PRIME also noted strong office demand in regional areas, particularly in Metro Davao, Metro Cebu, Metro Clark, Iloilo, and Bacolod.
“To be honest, we are still yet to see the holy grail that would replace the POGO (Philippine Offshore Gaming Operators) tenants,” Mr. Yu said.
Looking ahead, BPO tenants are expected to continue supporting the office market, with more expansion activity seen outside Metro Manila, including in Cavite, Iloilo, Laguna, and Bacolod.
INDUSTRIAL
In the industrial real estate sector, locators continue to favor build-to-suit spaces, as well as “hybrid” warehouses that combine storage with onsite sales, drop-off, and pick-up, said Joy Rosario, vice-president for the industrial market at PRIME Philippines.
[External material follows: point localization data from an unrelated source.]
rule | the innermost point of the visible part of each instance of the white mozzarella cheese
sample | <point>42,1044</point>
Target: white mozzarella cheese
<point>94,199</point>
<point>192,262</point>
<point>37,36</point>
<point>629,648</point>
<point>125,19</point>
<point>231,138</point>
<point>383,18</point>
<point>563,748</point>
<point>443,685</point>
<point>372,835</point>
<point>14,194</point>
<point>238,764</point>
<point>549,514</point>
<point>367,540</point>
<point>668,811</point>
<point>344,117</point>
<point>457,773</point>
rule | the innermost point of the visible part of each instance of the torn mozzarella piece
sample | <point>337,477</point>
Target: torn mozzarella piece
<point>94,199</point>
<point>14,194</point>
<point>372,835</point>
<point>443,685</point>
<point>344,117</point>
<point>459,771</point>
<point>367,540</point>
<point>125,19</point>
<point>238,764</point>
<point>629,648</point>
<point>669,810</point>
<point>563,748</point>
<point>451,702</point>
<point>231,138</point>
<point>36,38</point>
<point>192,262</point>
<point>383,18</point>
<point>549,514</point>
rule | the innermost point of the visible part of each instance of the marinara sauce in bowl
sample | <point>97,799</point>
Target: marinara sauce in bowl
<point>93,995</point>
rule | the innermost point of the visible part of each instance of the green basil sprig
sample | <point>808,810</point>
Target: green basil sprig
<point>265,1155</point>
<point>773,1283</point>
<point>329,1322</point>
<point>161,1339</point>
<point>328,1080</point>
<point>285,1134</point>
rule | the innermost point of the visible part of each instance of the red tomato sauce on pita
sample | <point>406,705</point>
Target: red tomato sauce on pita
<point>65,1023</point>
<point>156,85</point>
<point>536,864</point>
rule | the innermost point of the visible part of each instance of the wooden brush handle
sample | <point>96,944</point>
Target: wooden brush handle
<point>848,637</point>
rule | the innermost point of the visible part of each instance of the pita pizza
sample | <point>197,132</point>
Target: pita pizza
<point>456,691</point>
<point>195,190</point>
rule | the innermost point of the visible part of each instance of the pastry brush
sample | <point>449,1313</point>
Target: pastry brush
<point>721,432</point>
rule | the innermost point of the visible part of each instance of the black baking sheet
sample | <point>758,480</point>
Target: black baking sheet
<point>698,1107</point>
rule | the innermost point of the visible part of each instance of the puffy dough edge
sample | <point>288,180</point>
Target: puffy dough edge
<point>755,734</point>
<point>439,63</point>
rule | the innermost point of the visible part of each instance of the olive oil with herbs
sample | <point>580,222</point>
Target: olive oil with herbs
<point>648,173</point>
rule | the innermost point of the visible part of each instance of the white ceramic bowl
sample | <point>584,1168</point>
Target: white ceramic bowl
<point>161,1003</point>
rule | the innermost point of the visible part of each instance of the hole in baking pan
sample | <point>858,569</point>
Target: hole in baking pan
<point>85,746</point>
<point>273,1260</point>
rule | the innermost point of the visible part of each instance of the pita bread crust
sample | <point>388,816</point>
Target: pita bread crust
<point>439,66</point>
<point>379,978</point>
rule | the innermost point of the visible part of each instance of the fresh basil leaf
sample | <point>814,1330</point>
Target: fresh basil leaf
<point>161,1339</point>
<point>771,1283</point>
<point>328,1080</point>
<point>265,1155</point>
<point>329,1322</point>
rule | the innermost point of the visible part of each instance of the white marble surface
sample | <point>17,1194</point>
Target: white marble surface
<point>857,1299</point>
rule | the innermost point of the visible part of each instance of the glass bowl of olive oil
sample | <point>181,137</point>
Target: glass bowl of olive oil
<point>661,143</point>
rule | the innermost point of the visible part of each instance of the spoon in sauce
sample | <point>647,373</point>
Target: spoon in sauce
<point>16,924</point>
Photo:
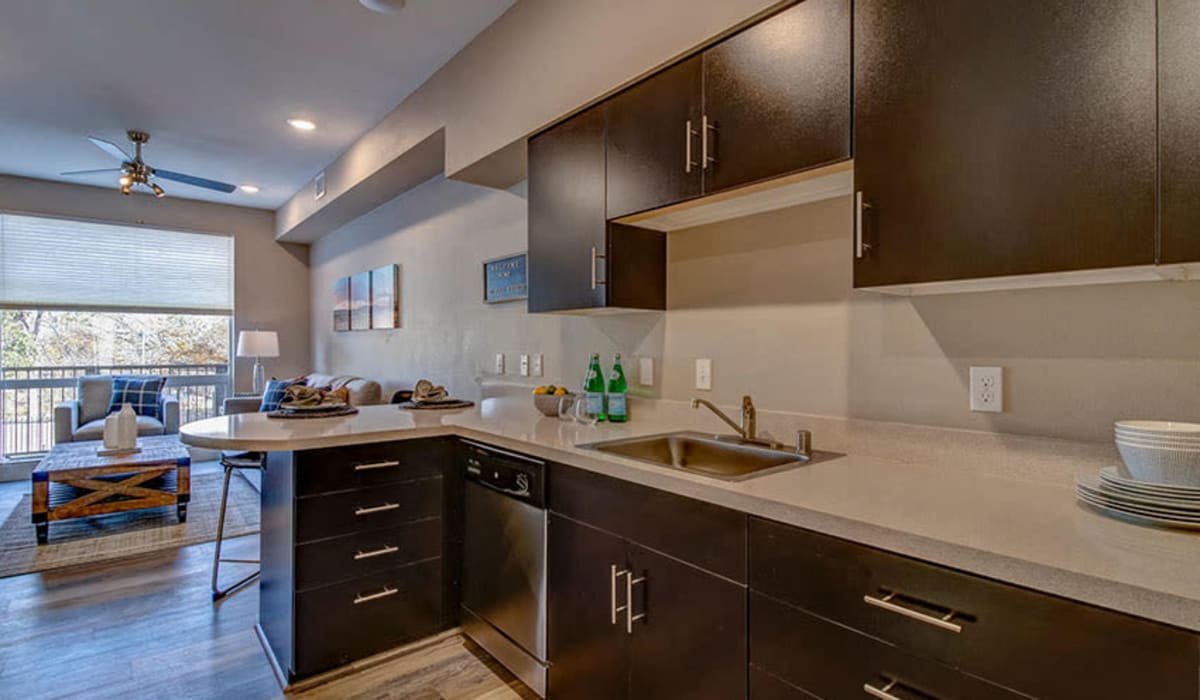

In 2025, the country’s industrial sector posted a 97.3% full-year occupancy rate, driven by strong demand in key areas such as Metro Davao (98% occupancy), Misamis Oriental (98%), and Laguna (97.9%). Bulacan, Pampanga, and Cavite each registered occupancy of 97.4%.
The top demand drivers for warehousing include wholesale and retail trade (29.14%), transportation and storage (24.13%), and manufacturing (14.91%).
For this year, new warehouse supplies are expected to come from Pangasinan, Cavite, and Batangas, the report noted.
Meanwhile, Mr. Yu said some property developers have been liquidating assets while shifting investments to other ventures.
He said one developer sold Metro Manila properties to invest in cold storage facilities, while another liquidated residential assets to focus on renewable energy. He added that one developer has shifted from townships to high-end villages.
“That’s a massive signal that they are raising liquidity, lessening their debts, and at the same time, repositioning for the next five to 10 years,” Mr. Yu said at the briefing.